Estas microempresas también han diversificado sus actividades y ahora no se dedican sólo a la crianza de truchas, sino que han extendido su labor a la producción de alimentos balanceados, la inseminación artificial, producción de ovas, alevinos, smolts y aparejos para el desarrollo de nuevas industrias. Además, algunas han comenzado a rescatar otras especies lacustres en peligro de extinción, de tal forma que el trabajo integral de la propia población de las comunidades lacustres viene generando, en la actualidad, nuevas fuentes de trabajo y mejores condiciones de vida.

El reverso de la medalla

Sin embargo, no todo es bonanza en la producción piscícola boliviana. El desarrollo de industrias en regiones orientales del país ha comenzado a emitir su factura contra el ecosistema, al extremo que ya son varias las informaciones que se han registrado en los últimos cinco años en torno a verdaderos desastres ecológicos producidos por la contaminación de las aguas de los ríos en los cuales se viene produciendo una gran mortandad de especies piscícolas.

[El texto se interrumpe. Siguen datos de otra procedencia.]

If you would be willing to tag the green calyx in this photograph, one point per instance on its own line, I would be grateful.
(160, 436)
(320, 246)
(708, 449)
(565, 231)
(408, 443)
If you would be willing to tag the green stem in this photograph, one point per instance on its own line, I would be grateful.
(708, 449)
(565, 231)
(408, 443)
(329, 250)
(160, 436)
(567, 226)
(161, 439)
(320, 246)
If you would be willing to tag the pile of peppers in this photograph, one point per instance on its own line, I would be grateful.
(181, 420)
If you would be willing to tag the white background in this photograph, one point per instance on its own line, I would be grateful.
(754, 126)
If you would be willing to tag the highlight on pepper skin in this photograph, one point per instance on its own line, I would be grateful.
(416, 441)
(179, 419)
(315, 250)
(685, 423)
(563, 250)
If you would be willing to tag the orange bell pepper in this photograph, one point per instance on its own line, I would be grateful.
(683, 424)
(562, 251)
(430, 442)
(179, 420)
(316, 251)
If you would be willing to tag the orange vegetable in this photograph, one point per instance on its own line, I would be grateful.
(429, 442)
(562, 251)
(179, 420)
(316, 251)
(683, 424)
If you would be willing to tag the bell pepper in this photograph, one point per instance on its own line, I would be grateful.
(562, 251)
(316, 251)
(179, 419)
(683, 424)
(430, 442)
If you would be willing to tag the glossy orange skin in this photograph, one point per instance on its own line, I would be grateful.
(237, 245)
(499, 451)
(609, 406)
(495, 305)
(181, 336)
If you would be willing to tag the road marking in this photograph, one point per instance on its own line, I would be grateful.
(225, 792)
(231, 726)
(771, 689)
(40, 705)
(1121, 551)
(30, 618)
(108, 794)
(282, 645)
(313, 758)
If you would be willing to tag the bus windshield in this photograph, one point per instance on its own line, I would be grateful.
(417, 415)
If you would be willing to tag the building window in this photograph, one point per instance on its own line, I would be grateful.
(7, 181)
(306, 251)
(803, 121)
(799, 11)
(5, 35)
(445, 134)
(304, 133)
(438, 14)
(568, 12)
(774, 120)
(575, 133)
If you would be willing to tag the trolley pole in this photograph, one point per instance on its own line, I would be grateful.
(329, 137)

Los desechos tóxicos vertidos en los ríos por la industria azucarera, en unos casos, o por el narcotráfico en otros, han comenzado a matar gran cantidad de peces en los ríos del oriente, al extremo de que las autoridades gubernamentales han iniciado investigaciones serias para dar con los responsables e iniciar las acciones legales correspondientes.

Los ríos de la Cuenca Amazónica son especialmente ricos en especies como el surubi, el dorado, el pacu y otras cuya pesca asegura el alimento de miles de familias asentadas en sus márgenes, además de que la pesca racional genera permanentemente fuentes de ingresos, inclusive a poblaciones selváticas que se dedican a su explotación. El movimiento económico que gira alrededor de esta actividad es grande, pues de ella dependen pescadores, rescatadores, transportadores, comercializadores y otros sectores que, de una u otra manera, se vinculan con ella. OEI.